Investor perception of global bonds as overvalued reaches new record level

Monday 20 March 2017

  • Over 80% of investors polled consider corporate bonds to be overvalued, the highest level in five years. Government bonds are similarly perceived as overvalued.

  • Perceptions of overvalued developed markets equities remain high; emerging market equities broadly seen as undervalued.

The perception of corporate bonds as overvalued continued to climb for the fourth consecutive quarter reaching an all-time high. The proportion of investors polled believing them to be overvalued has reached its highest level in the five years since the first Valuations Index at 82%, a rise of 4% on the previous quarter. Similarly, government bonds continue to be widely viewed as overvalued, with 78% currently holding this view.

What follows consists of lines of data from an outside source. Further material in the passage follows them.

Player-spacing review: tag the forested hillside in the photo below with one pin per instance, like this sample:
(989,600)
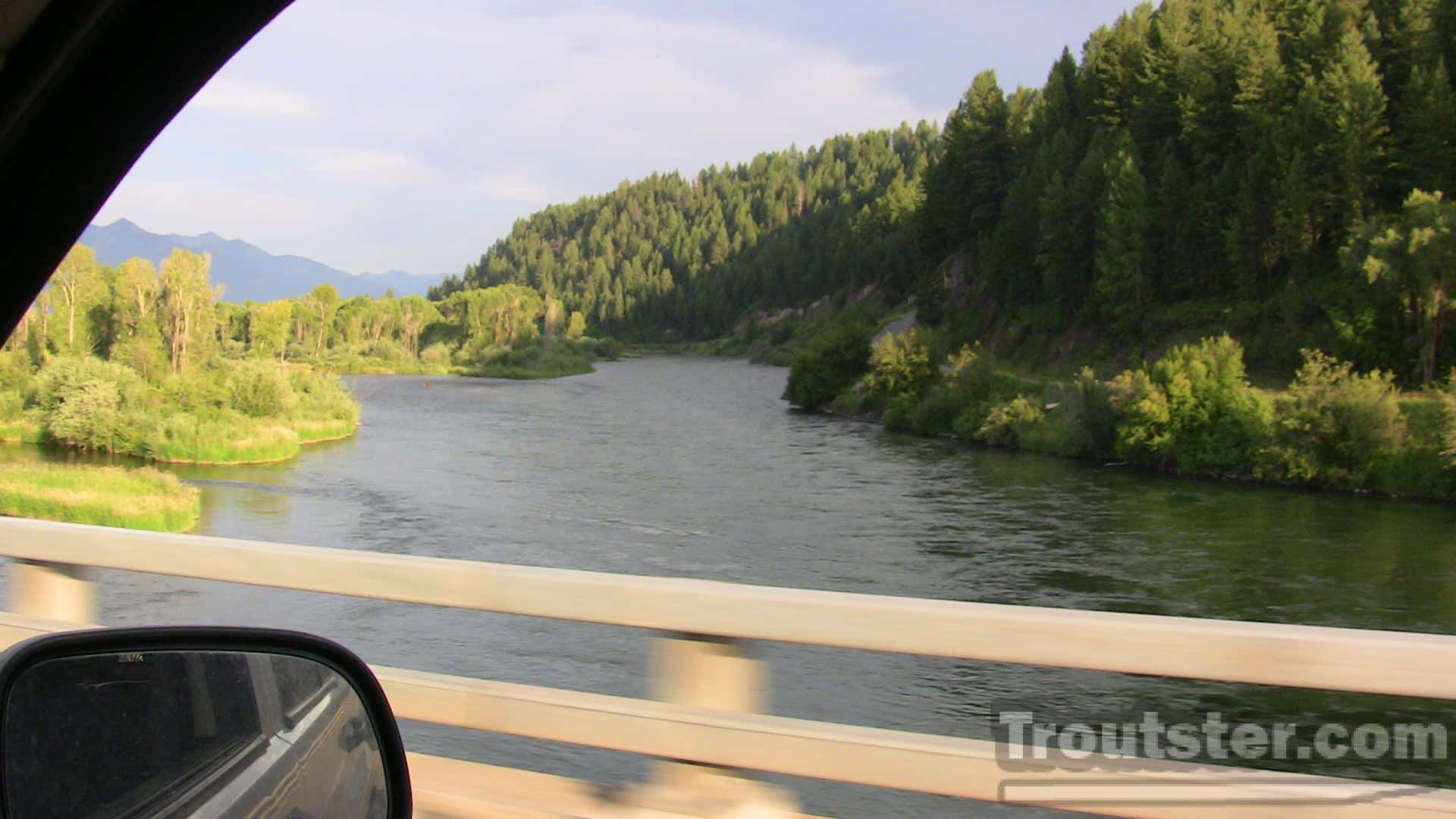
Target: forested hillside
(1203,168)
(1206,165)
(691,256)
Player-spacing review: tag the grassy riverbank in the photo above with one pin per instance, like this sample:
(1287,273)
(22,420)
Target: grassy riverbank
(218,413)
(105,496)
(1193,411)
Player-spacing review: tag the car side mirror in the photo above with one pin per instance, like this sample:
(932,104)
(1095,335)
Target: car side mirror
(181,722)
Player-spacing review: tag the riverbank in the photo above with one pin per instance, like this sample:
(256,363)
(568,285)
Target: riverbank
(1191,413)
(104,496)
(218,414)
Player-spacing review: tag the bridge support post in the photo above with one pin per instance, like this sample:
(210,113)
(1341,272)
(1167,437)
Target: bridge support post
(53,591)
(712,673)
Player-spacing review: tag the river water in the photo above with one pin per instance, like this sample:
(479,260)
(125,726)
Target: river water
(696,468)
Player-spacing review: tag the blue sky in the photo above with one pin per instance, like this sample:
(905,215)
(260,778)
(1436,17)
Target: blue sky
(375,134)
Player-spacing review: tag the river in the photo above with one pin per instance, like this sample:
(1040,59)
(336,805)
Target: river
(696,468)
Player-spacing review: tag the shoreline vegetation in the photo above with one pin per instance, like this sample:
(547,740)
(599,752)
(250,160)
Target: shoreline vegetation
(150,363)
(1279,174)
(105,496)
(1193,411)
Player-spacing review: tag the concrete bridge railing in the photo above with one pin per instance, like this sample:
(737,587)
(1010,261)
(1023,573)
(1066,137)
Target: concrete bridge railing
(707,723)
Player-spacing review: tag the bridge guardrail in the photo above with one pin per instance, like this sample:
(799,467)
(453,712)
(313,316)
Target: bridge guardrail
(710,691)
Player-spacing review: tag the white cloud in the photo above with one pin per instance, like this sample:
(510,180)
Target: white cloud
(366,165)
(517,187)
(447,121)
(255,99)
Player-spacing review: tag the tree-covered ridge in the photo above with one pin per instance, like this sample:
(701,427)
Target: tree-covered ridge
(691,256)
(1203,167)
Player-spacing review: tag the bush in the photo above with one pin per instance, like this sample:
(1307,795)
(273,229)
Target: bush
(1448,398)
(935,414)
(1088,409)
(82,401)
(827,366)
(971,372)
(968,422)
(902,365)
(258,390)
(609,349)
(142,353)
(1005,423)
(1194,410)
(1332,426)
(900,411)
(436,356)
(196,391)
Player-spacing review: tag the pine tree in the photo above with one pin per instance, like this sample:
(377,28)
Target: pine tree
(1122,246)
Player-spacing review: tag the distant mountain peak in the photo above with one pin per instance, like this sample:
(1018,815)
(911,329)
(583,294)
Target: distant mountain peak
(246,271)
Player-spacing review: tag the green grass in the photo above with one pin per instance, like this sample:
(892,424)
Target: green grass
(535,363)
(105,496)
(19,430)
(324,428)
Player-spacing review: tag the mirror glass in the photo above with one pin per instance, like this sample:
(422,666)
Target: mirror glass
(188,733)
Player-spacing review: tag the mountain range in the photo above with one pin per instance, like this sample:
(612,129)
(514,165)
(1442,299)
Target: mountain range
(246,271)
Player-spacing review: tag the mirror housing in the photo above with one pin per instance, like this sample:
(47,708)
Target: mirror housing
(215,714)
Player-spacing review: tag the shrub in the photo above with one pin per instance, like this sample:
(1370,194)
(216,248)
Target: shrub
(1005,423)
(968,422)
(971,372)
(142,353)
(935,414)
(609,349)
(1194,410)
(1332,426)
(900,411)
(436,356)
(1088,409)
(900,365)
(258,390)
(82,401)
(196,391)
(827,366)
(1448,398)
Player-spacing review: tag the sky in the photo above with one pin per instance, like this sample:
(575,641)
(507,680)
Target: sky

Though perceptions of equities being overvalued fell slightly over the quarter, developed market stocks continue to be viewed by the majority of respondents as overvalued (68%), whereas around half of respondents consider emerging market equities to be undervalued (48%).

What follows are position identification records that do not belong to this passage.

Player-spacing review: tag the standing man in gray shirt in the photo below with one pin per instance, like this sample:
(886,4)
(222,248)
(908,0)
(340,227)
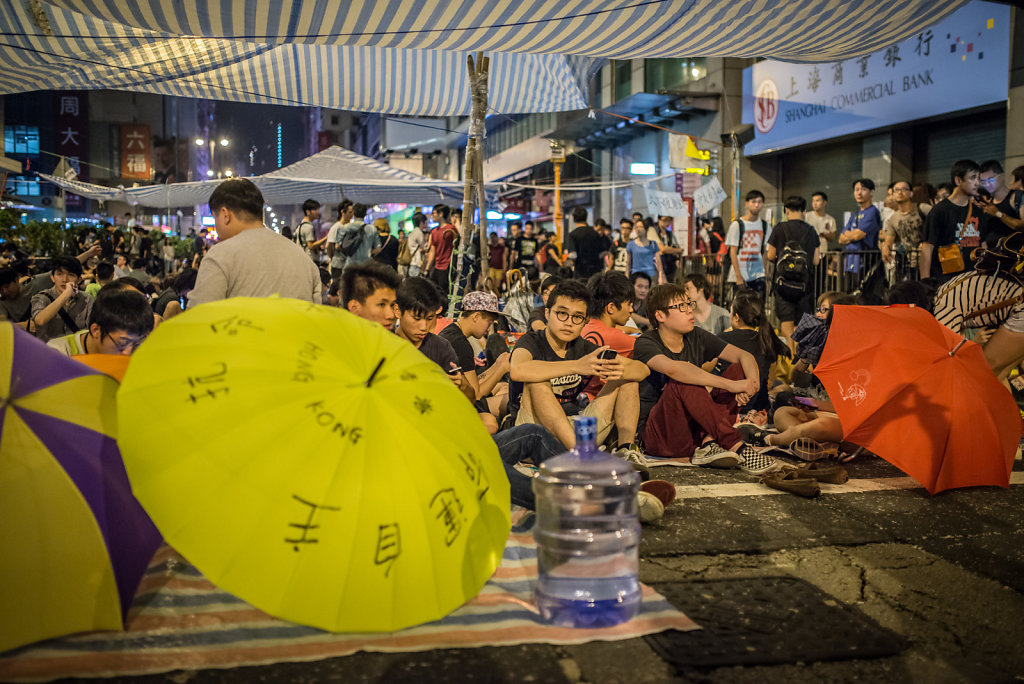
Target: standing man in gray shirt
(251,260)
(369,242)
(336,255)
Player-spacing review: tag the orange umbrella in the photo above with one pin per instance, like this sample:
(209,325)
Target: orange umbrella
(920,396)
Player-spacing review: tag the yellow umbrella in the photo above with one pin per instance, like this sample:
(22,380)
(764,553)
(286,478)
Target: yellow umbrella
(317,466)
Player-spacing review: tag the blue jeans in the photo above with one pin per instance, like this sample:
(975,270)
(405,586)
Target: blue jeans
(522,442)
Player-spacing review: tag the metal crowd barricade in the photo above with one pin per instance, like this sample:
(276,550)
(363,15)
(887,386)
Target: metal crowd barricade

Gold saw a marked fall in the proportion of respondents that view the asset class as overvalued, from 32% at the end of 2016 to 24% in the first quarter of 2017. Of all the asset classes, the greatest number of those polled (46%) believe the ‘safe haven’ asset to be fairly valued.

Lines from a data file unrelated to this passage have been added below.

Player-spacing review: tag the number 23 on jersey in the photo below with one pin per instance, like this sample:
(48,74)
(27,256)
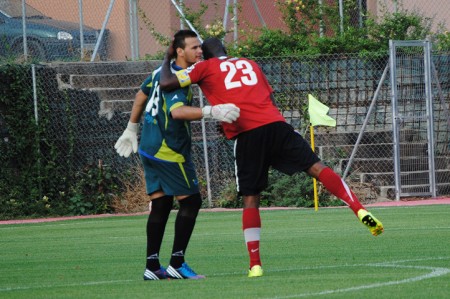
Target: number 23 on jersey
(233,78)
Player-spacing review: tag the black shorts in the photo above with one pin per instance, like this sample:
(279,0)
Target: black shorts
(275,145)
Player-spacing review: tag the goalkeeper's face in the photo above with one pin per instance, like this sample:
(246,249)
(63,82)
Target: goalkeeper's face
(192,52)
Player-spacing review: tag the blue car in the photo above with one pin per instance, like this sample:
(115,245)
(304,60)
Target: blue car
(47,39)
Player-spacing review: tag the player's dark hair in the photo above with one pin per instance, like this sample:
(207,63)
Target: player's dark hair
(213,47)
(179,38)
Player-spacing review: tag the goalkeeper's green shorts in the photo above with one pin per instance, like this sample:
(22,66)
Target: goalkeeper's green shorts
(171,177)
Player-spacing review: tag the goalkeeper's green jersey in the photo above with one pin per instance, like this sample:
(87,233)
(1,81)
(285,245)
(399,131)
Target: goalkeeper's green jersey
(164,138)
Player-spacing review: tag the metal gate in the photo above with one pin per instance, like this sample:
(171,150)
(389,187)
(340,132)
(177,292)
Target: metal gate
(412,112)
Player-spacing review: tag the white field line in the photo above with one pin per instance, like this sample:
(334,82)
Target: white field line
(433,272)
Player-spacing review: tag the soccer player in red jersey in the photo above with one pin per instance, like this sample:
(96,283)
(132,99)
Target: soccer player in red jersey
(263,138)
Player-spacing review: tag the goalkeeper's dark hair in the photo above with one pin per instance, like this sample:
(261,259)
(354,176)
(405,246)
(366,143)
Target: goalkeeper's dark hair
(213,47)
(179,39)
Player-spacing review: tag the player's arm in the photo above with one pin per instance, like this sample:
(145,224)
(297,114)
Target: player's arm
(223,112)
(168,81)
(138,106)
(127,142)
(187,113)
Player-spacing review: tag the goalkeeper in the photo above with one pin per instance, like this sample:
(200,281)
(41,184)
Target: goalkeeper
(165,150)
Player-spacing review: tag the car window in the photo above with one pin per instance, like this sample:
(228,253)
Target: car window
(13,9)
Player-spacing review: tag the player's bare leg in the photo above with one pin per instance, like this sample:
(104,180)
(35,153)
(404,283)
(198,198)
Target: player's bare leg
(251,225)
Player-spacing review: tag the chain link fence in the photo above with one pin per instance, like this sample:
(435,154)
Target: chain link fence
(91,101)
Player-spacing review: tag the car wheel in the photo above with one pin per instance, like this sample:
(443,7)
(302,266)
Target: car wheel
(35,49)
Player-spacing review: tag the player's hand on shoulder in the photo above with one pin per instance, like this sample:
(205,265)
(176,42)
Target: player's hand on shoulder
(223,112)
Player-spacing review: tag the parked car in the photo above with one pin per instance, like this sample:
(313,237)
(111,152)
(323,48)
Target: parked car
(47,39)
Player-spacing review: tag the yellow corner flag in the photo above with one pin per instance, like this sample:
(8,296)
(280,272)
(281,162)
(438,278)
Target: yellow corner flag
(318,113)
(318,117)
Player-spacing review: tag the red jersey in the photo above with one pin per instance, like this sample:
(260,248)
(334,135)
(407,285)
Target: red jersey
(239,81)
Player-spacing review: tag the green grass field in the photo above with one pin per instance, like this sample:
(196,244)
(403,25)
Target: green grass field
(305,254)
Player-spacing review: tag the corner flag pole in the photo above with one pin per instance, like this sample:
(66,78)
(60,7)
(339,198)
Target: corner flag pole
(316,196)
(317,117)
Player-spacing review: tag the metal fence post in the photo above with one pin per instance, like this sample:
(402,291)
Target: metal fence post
(80,12)
(102,31)
(24,29)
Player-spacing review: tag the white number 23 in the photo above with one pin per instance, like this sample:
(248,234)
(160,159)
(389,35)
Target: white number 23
(231,81)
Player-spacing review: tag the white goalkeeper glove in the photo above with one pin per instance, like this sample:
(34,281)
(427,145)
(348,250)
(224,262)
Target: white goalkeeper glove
(127,143)
(223,112)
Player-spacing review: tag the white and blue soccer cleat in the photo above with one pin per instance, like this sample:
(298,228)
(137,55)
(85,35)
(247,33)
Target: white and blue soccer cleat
(155,275)
(184,272)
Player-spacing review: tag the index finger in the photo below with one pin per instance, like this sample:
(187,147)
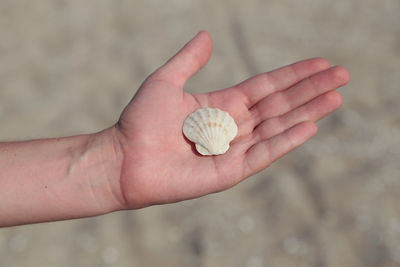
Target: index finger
(257,87)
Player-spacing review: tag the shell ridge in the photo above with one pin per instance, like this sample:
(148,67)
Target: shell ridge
(211,129)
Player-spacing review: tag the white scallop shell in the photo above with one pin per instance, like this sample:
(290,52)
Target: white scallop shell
(211,129)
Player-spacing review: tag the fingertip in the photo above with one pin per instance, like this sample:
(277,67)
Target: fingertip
(319,63)
(341,74)
(310,129)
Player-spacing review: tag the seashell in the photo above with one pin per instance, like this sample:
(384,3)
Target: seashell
(211,129)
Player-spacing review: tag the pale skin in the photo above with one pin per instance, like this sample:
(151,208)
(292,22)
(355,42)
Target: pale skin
(144,159)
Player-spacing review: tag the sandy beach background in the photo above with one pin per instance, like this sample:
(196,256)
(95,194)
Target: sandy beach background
(70,67)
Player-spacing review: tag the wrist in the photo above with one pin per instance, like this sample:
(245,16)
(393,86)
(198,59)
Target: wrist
(103,158)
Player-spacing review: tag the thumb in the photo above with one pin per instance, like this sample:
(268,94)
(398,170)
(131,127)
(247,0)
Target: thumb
(187,62)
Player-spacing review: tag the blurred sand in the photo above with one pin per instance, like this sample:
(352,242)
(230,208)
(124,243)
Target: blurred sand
(69,67)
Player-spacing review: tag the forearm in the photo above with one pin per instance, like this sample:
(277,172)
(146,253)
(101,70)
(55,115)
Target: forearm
(61,178)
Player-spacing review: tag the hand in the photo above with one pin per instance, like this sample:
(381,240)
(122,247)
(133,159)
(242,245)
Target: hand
(275,112)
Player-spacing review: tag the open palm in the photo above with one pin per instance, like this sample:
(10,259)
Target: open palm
(275,112)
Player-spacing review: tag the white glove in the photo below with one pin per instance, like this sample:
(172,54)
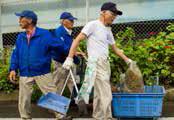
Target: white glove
(68,63)
(129,61)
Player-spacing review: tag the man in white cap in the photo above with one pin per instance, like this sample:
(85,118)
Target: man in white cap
(99,37)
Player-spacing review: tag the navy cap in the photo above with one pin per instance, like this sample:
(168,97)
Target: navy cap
(111,7)
(28,14)
(67,15)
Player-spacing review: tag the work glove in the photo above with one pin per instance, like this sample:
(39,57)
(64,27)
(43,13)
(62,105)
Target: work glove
(12,77)
(129,61)
(68,63)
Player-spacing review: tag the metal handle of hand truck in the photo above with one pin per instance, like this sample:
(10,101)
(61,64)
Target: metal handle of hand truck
(73,79)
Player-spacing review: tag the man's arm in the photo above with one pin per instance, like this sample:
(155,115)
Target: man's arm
(120,53)
(75,44)
(14,63)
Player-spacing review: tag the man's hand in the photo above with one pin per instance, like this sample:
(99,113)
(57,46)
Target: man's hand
(129,61)
(12,77)
(68,63)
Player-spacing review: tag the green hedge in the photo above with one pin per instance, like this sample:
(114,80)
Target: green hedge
(153,55)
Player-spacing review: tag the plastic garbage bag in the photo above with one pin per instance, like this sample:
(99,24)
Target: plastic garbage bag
(131,81)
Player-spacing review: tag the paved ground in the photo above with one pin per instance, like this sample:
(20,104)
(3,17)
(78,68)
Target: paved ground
(169,118)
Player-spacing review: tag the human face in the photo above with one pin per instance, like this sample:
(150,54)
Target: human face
(24,22)
(68,23)
(109,17)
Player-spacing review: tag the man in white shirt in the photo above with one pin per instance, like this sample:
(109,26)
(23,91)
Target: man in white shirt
(99,37)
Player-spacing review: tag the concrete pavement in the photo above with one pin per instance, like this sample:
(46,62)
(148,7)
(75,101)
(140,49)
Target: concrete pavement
(166,118)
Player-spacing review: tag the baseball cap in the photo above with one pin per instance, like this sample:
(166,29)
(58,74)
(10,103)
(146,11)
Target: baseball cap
(28,14)
(111,7)
(67,15)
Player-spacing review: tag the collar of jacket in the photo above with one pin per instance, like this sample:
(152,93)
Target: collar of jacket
(36,34)
(64,30)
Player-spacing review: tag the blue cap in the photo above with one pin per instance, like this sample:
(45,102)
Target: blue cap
(67,15)
(28,14)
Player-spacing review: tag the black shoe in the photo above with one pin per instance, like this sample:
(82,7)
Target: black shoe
(82,108)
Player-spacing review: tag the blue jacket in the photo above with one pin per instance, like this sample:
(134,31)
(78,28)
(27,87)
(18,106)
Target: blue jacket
(61,34)
(34,59)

Says Will Goodhart, chief executive of CFA UK: “Despite some volatility over the past quarter, bond yields are pretty much as they were when we polled members at the end of last year. It appears that respondents find that somewhat surprising given the sense that growth and inflation are accelerating and that central banks are signalling strongly or weakly that interest rate-setting is entering a period of normalisation – for which read that rates will rise. Emerging markets equities have had good support over the past quarter, but respondents seem to believe that they may have further to run.”


Note: The research is not intended to provide a bellwether for the investment climate, or indeed to dispute the notion that markets reflect fair value over the long-term. Over the long run, markets are efficient and investors broadly rational. However, at any single point in time, markets can temporarily depart from fundamental value - our research indicates which asset classes our members think may no longer offer significant value, based on current prices, and others where there might be more value for new investments.